Rileggendo le istruzioni concernenti la percentuale di detrazione Irpef
del 36 per cento per le spese sostenute nel 2006 relative a fatture emesse
dal 1° ottobre 2006 e a quelle emesse in data antecedente al 1° gennaio
2006, va osservato che, mentre non ci sono dubbi circa l'applicabilità del
principio di cassa ai fini Irpef, esse, invece, non sono conformi, nella
seconda ipotesi, al dettato legislativo né alle precedenti pronunce della
stessa Agenzia.
Circa il criterio di cassa, giova evocare la circolare n. 57/E del 24
febbraio 1998 che, al paragrafo 3, riporta testualmente: "... le spese
sostenute...danno diritto ad una detrazione del 41 per cento dall'Irpef
dovuta … Ai fini della imputazione delle spese di cui trattasi la
disposizione in commento fa riferimento alle spese sostenute e, quindi, al
criterio di cassa, nel senso che occorre avere riguardo al loro effettivo
pagamento. Il momento del pagamento può anche cadere in un periodo d'imposta
diverso, antecedente o successivo, a quello in cui sono completati i lavori
o è emessa la fattura".
Serve, dunque, esaminare perché non si può convenire sulla detrazione
del 36 per cento delle spese sostenute nel 2006 per le fatture emesse prima
del 1° gennaio 2006.
A tal uopo, si rammenta che, "ai fini Iva, l'effettuazione delle
prestazioni di servizi si realizza, ai sensi dell'art. 6, comma 3, del
D.P.R. n. 633/1972 e successive modificazioni, al momento del pagamento del
corrispettivo"; ed il successivo comma 4 prevede che: "Se anteriormente al
verificarsi degli eventi indicati nei precedenti commi o indipendentemente
da essi sia emessa fattura, o sia pagato in tutto o in parte il
corrispettivo, l'operazione si considera effettuata, limitatamente
all'importo fatturato o pagato, alla data della fattura o a quella del
pagamento…". Il comma 5 dispone, quindi, circa l'esigibilità dell'imposta.

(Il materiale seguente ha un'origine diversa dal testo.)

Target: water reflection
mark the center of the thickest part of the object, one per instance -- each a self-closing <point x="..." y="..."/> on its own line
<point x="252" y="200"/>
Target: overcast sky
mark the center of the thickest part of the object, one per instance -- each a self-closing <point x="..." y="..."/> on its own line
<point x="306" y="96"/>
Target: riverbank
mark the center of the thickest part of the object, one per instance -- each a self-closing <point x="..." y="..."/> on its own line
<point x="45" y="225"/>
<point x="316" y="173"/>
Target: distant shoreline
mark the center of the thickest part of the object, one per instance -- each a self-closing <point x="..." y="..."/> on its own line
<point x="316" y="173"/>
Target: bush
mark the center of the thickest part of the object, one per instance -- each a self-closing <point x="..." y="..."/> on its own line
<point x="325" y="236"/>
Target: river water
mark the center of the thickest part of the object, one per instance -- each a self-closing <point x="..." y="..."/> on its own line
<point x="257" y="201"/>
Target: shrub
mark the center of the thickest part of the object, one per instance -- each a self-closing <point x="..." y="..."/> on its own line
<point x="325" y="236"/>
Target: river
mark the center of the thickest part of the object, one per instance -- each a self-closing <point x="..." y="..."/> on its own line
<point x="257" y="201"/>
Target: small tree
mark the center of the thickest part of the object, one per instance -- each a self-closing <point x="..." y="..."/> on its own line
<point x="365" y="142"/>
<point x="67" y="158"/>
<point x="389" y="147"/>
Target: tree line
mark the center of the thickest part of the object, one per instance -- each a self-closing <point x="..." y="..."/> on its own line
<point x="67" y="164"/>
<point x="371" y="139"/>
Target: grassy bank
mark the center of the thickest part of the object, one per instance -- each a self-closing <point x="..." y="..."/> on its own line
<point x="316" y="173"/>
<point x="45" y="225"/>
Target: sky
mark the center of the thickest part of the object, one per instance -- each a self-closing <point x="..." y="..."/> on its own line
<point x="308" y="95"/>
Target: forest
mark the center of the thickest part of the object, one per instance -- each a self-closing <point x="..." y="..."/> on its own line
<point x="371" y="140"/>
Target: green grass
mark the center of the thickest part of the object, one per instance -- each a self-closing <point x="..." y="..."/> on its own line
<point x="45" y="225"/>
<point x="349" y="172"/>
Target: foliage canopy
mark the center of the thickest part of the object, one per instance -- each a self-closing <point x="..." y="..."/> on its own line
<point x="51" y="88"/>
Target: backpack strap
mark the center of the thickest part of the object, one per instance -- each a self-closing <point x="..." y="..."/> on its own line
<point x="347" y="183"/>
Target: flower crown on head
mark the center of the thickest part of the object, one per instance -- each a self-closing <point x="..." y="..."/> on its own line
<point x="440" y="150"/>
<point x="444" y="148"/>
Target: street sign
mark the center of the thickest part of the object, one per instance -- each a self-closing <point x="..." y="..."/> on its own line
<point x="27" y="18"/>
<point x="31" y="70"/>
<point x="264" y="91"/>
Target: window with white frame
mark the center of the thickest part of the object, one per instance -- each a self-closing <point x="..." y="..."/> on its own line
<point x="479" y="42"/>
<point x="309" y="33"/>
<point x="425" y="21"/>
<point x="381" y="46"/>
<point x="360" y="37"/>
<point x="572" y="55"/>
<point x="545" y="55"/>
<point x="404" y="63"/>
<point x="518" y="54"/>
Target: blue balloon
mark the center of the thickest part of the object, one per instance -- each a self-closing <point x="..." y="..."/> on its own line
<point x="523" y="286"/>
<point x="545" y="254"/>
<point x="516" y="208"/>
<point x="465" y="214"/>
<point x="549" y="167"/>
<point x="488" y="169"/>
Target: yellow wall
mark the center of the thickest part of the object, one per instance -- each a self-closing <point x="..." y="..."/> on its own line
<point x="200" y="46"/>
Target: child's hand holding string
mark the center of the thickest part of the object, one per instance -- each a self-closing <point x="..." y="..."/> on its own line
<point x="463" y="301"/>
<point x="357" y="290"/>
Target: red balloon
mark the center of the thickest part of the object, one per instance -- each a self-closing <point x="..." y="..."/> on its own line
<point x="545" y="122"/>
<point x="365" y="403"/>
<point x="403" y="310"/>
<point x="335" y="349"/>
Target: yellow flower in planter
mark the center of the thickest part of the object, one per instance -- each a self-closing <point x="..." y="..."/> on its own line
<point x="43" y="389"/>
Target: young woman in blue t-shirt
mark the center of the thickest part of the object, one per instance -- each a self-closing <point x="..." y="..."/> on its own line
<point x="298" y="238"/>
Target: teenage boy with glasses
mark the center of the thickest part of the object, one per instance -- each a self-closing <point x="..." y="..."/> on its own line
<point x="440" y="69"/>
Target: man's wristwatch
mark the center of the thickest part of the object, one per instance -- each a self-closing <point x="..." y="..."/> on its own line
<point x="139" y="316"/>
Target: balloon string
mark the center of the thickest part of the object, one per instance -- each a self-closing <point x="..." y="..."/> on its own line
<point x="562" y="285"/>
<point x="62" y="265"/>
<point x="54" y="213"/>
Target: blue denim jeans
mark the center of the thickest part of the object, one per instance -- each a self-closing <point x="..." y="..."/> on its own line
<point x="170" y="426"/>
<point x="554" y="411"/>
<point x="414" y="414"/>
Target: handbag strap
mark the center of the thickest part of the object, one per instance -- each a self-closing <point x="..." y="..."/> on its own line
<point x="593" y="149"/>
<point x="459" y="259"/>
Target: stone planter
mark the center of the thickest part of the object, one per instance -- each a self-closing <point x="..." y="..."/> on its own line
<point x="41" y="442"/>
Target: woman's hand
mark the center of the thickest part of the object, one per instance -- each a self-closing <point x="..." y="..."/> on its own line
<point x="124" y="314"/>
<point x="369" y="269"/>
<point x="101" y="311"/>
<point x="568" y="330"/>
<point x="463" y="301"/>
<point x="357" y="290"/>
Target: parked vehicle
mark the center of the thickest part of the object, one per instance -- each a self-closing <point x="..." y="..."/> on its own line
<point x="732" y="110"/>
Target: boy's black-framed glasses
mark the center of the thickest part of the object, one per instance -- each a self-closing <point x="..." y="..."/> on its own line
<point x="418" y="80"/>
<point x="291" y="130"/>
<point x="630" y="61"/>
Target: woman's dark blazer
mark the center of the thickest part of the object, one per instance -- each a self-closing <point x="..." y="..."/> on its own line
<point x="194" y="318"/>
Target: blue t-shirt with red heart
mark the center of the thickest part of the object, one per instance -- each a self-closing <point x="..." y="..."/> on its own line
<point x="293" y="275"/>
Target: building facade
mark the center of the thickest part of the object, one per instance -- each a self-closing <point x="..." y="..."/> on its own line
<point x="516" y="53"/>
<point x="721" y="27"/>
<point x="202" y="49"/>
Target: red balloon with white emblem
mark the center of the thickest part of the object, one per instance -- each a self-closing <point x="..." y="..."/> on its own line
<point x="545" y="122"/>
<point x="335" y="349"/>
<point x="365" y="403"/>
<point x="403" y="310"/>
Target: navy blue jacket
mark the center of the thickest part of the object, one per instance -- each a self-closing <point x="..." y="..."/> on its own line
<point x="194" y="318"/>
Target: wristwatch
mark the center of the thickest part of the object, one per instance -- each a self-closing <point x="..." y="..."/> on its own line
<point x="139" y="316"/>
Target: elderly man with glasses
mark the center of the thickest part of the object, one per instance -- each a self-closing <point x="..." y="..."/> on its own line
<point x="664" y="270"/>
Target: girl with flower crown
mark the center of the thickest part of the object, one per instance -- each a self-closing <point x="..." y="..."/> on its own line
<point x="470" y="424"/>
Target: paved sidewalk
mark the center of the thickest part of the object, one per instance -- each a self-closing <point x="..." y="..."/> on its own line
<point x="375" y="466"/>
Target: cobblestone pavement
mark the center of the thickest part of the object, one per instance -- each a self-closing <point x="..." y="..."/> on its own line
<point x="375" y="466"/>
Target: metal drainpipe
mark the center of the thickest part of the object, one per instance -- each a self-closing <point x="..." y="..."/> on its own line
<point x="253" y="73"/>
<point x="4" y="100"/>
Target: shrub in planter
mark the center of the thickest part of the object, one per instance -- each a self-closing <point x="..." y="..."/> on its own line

In concreto, la norma Iva significa che, se nel 2005 le operazioni sono
state fatturate, esse hanno scontato l'aliquota vigente alla data di
emissione, in quell'anno, dunque, del 10 per cento: ancora, l'avere il
prestatore emesso la fattura vuol dire che, per il disposto del citato comma
5 dell'art. 6, egli ha dovuto tener conto dell'Iva relativa a quelle fatture
nelle liquidazioni periodiche, ha dovuto, cioè, considerarla tra l'Iva a
debito, come se l'avesse incassata ancorché ciò non sia materialmente
avvenuto. Così operando l'impresa avrebbe chiuso il rapporto con l'Erario
per quanto concerne l'Iva.
Se, successivamente, la fattura è stata pagata dal committente con
relativo bonifico nel 2007, in data anteriore al 1° ottobre, la spesa è
sostenuta nel periodo durante il quale la norma vigente prevedeva la
detrazione dall'Irpef del 41 per cento delle spese sostenute per gli
interventi di recupero ed è in tale misura che compete il diritto della
detrazione.
Appare arbitrario, perciò, stabilire un legame indissolubile tra le due
agevolazioni che nessuna norma autorizza, anche per gli effetti applicativi
con ricadute decisamente differenti.
D'altronde, il principio testé affermato è ribadito pure nella circolare
n. 247/E del 29 dicembre 1999 (in allegato a "il fisco" n. 1/2000, pag.
371), emanata a seguito dell'approvazione della legge Finanziaria 2000 (L.
23 dicembre 1999, n. 488), che dispose la riduzione della detrazione dal 41
per cento al 36 per cento nonché dell'aliquota Iva dal 20 per cento al 10
per cento: al paragrafo 1, quinto capoverso, è detto: "Così tutti i
pagamenti effettuati a decorrere dal 1° gennaio 2000, sia in acconto che a
saldo di fatture emesse nel 1999, vanno considerati ai fini della detrazione
dall'imposta relativa ai redditi del 2000 e fruiscono dell'aliquota di
detrazione del 36 per cento".
Non si può pensare che ci sia stato qualche "vuoto" legislativo, né può
essere addossato al cittadino un onere non previsto secondo il noto
brocardo, ubi voluit, dixit ... Del resto, se si fosse voluto definire la
disposizione secondo la non condivisibile strana interpretazione
dell'Agenzia, il legislatore avrebbe ben potuto disporre, seppure in
violazione alle norme sullo Statuto dei diritti del contribuente (L. 27
luglio 2000, n. 212), nonostante i divieti sovente inosservati.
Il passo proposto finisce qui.